A cambio de que los ciudadanos gocen de la protección y garantía de sus derechos, el “contrato” estipula que ellos deben ceder una parte de su libertad y renunciar a protegerse por sí mismos y al uso de la fuerza, pues el Estado es titular exclusivo de la facultad de usar de la coacción y la violencia.
Ahora bien, Hobbes no se hacía ilusiones y, en el estado de naturaleza, imaginaba la vida del ser humano “solitaria, pobre, desagradable, brutal y corta”. Tampoco se hacía ilusiones sobre el Leviatán, el Estado y, por eso, lo entendía como un mal necesario. Necesario, para evitar esa vida solitaria, pobre, etcétera.
Pasando a la Guatemala de nuestros días, tenemos dos realidades que parecen poner en tela de juicio la teoría del Estado moderno de Hobbes. Por un lado, alrededor del 70% de la población económicamente activa (PEA) vive en la economía informal y, por el otro, el Estado no garantiza las libertades y derechos de los ciudadanos. Por supuesto, hacer una afirmación tan absoluta, es problemático.
Empero, esa enorme porción de la población que vive en la economía informal casi no recibe del Estado protección alguna de sus bienes, de sus vidas o de sus derechos. En cuanto a la seguridad, la delincuencia es uno de los principales factores de la emigración masiva y las fuerzas de la PNC son incapaces de detenerla. La administración de justicia es una de las peores del mundo (según aparece en el índice del Estado de Derecho del WJP) y, a ese segmento de la población, prácticamente, no llega. Los servicios públicos, como la salud y la educación, son de bajísima calidad y su oferta es limitada y las infraestructuras públicas, actualmente, una ruina.
La cuestión se impone, entonces, si el Estado en Guatemala es un “mal necesario” o “sólo un mal”. En términos hobbesianos, una gran parte de la población ha renunciado a parte de sus libertades, al uso de la fuerza y a la defensa de sus derechos por sus propios medios, pero el Estado no ha hecho su parte.
Peor aún, muchas de las personas de carne y hueso que materializan las funciones del Estado lejos de hacer algo por garantizar las libertades y derechos de los ciudadanos, más bien los expolian. Los fuerzan a pagar impuestos, les exigen gestionar permisos y licencias para realizar actividades pacíficas y voluntarias y, todo eso ¿a cambio de qué?
Yo creo que el equipo de gobierno —o la mayor parte de sus dirigentes—quisieran cumplir con el contrato social. Pero el Estado no se agota ahí. Hace falta que todos los poderes del Estado converjan en lo básico.

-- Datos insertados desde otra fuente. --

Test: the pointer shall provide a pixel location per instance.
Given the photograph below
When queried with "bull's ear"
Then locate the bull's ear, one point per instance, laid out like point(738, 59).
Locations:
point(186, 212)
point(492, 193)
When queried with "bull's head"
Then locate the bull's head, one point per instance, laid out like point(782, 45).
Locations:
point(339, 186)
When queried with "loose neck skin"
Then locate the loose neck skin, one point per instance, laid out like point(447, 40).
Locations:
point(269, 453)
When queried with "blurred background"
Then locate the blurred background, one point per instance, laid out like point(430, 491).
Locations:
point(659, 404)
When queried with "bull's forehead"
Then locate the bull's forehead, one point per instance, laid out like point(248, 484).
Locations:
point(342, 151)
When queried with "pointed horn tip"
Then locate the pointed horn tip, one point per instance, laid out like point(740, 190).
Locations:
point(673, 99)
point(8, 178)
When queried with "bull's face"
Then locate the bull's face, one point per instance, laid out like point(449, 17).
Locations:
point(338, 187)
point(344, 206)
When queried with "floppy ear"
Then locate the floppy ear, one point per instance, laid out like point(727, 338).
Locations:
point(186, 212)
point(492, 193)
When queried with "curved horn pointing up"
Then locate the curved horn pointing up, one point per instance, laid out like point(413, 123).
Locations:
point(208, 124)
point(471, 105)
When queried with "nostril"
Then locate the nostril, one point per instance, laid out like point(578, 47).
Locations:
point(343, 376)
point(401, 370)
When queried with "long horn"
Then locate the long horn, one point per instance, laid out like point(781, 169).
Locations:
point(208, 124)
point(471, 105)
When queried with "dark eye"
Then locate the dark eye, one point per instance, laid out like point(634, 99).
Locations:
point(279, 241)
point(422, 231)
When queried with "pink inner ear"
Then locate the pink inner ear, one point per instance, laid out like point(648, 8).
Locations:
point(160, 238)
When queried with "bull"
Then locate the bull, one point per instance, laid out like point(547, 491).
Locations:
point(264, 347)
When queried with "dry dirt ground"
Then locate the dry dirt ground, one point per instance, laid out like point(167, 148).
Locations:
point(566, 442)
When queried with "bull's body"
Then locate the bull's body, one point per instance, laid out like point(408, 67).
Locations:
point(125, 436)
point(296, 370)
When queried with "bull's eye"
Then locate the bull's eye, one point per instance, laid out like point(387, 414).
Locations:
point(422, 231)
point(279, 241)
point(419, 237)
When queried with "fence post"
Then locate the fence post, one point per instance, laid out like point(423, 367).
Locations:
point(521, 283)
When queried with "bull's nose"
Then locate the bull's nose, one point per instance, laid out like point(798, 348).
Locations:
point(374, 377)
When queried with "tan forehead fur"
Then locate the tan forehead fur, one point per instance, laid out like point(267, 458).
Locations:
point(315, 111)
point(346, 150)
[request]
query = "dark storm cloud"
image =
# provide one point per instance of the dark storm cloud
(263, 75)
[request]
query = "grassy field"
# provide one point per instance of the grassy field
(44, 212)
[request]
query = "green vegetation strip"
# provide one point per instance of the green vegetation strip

Pero ¿es posible esa convergencia en un país con un espectro político fraccionado y un proceso electoral en manos de “partidos-empresa”?
Yo, no lo creo. Y tampoco lo cree ese 70% de la PEA y los tres millones o más de guatemaltecos que han emigrado durante las últimas dos décadas a Estados Unidos.
¿Cuál es la salida? Perdonen que insista hasta cansar. En dlas sociedades humanas, con raras excepciones, las grandes reformas las impulsan las élites. Cuando las élites se acomodan y dejan que “los parásitos” vayan succionando los nutrientes de la sociedad y del Estado, primero se transita por una dolorosa decadencia hasta que, a menos que las élites despierten, se llega a la falencia.